Copperas Cove’s economy is coming into its own.
With ribbon-cutting ceremonies planned Thursday for the State Highway 9 project and a new Chick-fil-A, the city is embarking on a year of dynamic growth.
As information from the Copperas Cove Economic Development Corporation shows, the next six months will be busy ones.
Opening this spring will be the Copperas Cove Business and Professional Park, just south of Cinergy Cinemas, as well as The Summit fitness center. The city also will have a street dedication of Charles Tillman Way.
This summer, the city will cut the ribbon on the long-anticipated U.S. Highway 190 bypass, which will become the official U.S. 190. The 5.2-mile roadway will take traffic around Copperas Cove, from east of the Five Hills shopping center to west of Farm-to-Market 2657. The current route through the city will be renamed Business 190.
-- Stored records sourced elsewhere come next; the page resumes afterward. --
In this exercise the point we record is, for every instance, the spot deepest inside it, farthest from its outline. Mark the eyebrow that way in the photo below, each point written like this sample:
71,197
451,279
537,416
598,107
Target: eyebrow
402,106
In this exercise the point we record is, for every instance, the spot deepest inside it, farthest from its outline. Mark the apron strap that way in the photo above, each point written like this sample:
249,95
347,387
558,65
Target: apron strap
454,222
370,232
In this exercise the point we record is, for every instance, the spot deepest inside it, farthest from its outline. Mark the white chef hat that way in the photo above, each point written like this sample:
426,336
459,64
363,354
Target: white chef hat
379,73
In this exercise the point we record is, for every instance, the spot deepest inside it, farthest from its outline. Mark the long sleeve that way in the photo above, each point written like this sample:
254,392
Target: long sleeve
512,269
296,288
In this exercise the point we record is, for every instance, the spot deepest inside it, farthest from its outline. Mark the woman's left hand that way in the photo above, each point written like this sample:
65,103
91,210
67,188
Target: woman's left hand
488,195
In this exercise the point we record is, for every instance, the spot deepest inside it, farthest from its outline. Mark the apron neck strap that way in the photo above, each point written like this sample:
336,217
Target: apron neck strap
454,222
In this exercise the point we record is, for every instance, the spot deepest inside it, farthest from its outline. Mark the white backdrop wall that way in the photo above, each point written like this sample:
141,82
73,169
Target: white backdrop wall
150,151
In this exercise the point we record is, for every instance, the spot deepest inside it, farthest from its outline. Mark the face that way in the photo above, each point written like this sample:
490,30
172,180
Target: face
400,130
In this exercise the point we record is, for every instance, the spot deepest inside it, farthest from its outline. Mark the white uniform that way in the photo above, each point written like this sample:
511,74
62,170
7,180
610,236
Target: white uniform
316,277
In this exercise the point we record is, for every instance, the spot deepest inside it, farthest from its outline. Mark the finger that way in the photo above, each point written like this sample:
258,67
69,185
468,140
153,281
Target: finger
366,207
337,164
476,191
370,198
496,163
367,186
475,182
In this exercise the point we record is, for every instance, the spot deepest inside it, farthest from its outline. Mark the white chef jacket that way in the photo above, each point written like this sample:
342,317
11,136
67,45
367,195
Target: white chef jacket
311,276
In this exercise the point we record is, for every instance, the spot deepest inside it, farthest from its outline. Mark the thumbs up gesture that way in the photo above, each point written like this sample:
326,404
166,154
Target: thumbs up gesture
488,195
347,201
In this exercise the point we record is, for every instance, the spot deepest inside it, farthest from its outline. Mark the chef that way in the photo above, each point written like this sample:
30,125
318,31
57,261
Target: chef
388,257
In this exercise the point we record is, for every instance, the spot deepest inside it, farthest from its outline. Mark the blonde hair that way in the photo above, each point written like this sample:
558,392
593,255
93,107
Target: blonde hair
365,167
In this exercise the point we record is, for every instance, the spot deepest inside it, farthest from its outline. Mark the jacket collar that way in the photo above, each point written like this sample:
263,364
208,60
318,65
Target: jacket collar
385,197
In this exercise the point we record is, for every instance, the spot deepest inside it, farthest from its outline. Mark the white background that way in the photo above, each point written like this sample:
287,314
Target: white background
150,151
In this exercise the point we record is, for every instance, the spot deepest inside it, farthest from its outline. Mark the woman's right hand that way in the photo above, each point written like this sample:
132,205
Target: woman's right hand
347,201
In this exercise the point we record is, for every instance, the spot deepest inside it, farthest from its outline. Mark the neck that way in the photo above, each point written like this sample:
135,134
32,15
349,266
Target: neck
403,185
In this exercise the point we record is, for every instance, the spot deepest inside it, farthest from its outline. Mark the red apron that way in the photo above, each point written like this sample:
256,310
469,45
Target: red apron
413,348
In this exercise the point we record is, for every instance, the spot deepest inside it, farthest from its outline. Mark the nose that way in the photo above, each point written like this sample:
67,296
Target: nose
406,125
Also this summer, the city will formally open The Narrows Business and Technology Park, a 72-acre commercial and residential subdivision.
And this fall, a new Scott & White Clinic will open its doors to the city’s residents.
Taken all together, the activity paints a picture of a city with a vibrant economy and a bright future — a far cry from a town that had difficulty attracting new business less than two decades ago.
The key to growing the city’s economy was the ability to grow the land-locked city — and Cove did this through three separate land exchanges with Fort Hood.
A 100-acre swap in 1988 brought Cove the Walmart Supercenter site in exchange for a parcel north of U.S. 190, and 10 years later, the city offered Fort Hood another land exchange. The following year, the Copperas Cove EDC purchased 507 acres near Pidcoke and offered it to Fort Hood for 109 acres south of U.S. 190. Congress approved the agreement in 2001, giving the Army post valuable training land and providing Cove with room to develop much-needed commercial property.
In 2007, the city and Fort Hood completed another swap that gave Fort Hood property for a buffer zone near its airport in exchange for 90 acres of land near the proposed bypass route. That parcel became the site of the Five Hills development and also provided land for the east end of the 190 bypass.
Along the way, the Cove EDC used a $1 million Economic Development Administration Grant — matched by $365,000 from the EDC — to build water, sewer and drainage infrastructure through the industrial and business parks.
Now the city is reaping the rewards of its vision for growth.
Just a year after the city completed the sale of Phase I of the Five Hills development, a Whataburger restaurant opened in January 2013 as the complex’s first business, followed soon after by a 135,000-square-foot H-E-B Plus! store. The Five Hills center is now 98 percent leased, and the EDC anticipates the purchase of Phase II later this year.
Of course, the opening of the new U.S. 190 later this year could be a possible hindrance to continued growth, as a sizeable portion of traffic is routed around the city.
Monica Hull, the EDC’s director of business development, said the city currently sees 50,000 vehicles a day driving through town on U.S. 190. The resulting traffic congestion may discourage shoppers, she said.
The key, Hull said, is ingress and egress, and with less through-traffic clogging the roadway, businesses likely will benefit from the improved traffic flow.
City officials are optimistic that businesses will continue to see the benefits of locating in Cove.
It’s hard to argue with that outlook. After all, success breeds success.
But in building on what the city has achieved, officials must pay careful attention to aesthetics. Already, more than $200,000 has been earmarked for beautifying Business 190.
That’s a good start.
Placing a high priority on building and landscaping standards will help ensure that Cove continues to be a desirable place to shop, work and live.